2. At some point, it makes sense to switch both core and Parsoid to a different id scheme (HTML5 ids is the obvious possibility, and Gabriel proposed another) and have fallback support for old-style ids (we've brainstormed some ideas in the past, but I forget the details right now).

Subbu.

On 10/27/2015 05:01 PM, Bernd Sitzmann wrote:
Subbu, Gergo and Gabriel:

Thank you for your comments so far.

Just to be clear, ideally I want the anchor ids to be the same as used in Core. I would really like for Parsoid to provide the same anchor ids as Core does. Then that would take also care of the uniqueness issue. Is there a task for this? If not I'd be happy to create one. In the meantime I'll use my own implementation until we get something from upstream.

If the anchor ids generated by the Mobile Content Service do not match the ones generated by Core then the app would not scroll to the correct section. Instead it would just stay at the top of the page.

The links can come from inside the same page, other pages, redirects, or even from outside the app/site. The app builds the correct <h[2-6]> tags using the anchor values provided by the Mobile Content Service output. This is why I don't want just an anchor id that looks like "mwCA". (Of course, that would be ok if core would do the same but right now it doesn't.)

Subbu: Thanks for the link to the JS code. I'll adapt my patch to include some of the additional substitutions. You may also want to check out my patch since I think some of the cases that are handled by the phpjs library are not handled in the Parsoid code.

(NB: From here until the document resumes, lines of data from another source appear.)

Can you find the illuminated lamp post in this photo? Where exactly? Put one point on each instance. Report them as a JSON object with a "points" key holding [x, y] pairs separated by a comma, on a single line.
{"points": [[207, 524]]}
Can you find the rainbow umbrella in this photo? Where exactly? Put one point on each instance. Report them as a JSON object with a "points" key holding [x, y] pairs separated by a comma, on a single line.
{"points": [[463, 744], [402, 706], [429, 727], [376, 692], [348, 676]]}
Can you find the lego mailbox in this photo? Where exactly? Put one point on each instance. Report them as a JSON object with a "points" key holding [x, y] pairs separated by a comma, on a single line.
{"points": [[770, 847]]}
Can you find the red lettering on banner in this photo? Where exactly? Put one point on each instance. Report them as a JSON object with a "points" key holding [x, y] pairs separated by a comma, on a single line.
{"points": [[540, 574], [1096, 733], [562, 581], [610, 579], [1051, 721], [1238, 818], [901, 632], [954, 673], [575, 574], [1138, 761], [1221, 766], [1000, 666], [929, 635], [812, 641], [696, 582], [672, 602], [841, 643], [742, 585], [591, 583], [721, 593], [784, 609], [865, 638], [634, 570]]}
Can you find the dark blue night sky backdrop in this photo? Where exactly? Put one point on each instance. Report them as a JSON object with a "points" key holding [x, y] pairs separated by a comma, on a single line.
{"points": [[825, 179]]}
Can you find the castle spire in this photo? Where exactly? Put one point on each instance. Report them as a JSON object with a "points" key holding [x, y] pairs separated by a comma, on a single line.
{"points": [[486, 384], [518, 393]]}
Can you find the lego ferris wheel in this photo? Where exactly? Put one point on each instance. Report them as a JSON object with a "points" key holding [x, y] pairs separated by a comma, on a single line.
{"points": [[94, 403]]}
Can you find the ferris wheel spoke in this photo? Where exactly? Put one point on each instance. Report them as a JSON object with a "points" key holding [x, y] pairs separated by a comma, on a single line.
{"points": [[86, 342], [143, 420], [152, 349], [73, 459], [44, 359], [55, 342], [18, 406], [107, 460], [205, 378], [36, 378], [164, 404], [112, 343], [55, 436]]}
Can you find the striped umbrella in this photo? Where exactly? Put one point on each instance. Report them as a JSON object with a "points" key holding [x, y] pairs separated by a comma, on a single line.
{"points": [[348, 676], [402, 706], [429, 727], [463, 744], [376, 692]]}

Another thing I haven't found in the Parsoid code is ensuring uniqueness of ids. I'd be interested how this is resolved in Core, too, of course, to make sure what we do on the JS matches Core.

Cheers,
Bernd




On Tue, Oct 27, 2015 at 3:10 PM, Gabriel Wicke <gwicke@wikimedia.org> wrote:
Another option could be to use compact stable element IDs not based on the content. This would be less readable, but on the upside there wouldn't be any collisions, and links wouldn't break on minor heading changes.

On Tue, Oct 27, 2015 at 2:04 PM, Subramanya Sastry <ssastry@wikimedia.org> wrote:
On 10/27/2015 03:48 PM, Gergo Tisza wrote:

​If you care about edge cases, section anchor generation is rather complicated: anchors can be postfixed with an index when there are multiple identical titles,

This would need to be handled to guarantee id uniqueness.

and HTML, templates and parser tags are handled differently for display and for anchor generation. (Yes, these can and do appear in titles. E.g. people sometimes put <math> tags in there, or italicize a word.)

But, if we move core and Parsoid to HTML5 ids, this shouldn't matter since the only restriction on HTML5 ids is that they shouldn't contain a space char as per https://html.spec.whatwg.org/multipage/dom.html#the-id-attribute

Subbu.



--
Gabriel Wicke
Principal Engineer, Wikimedia Foundation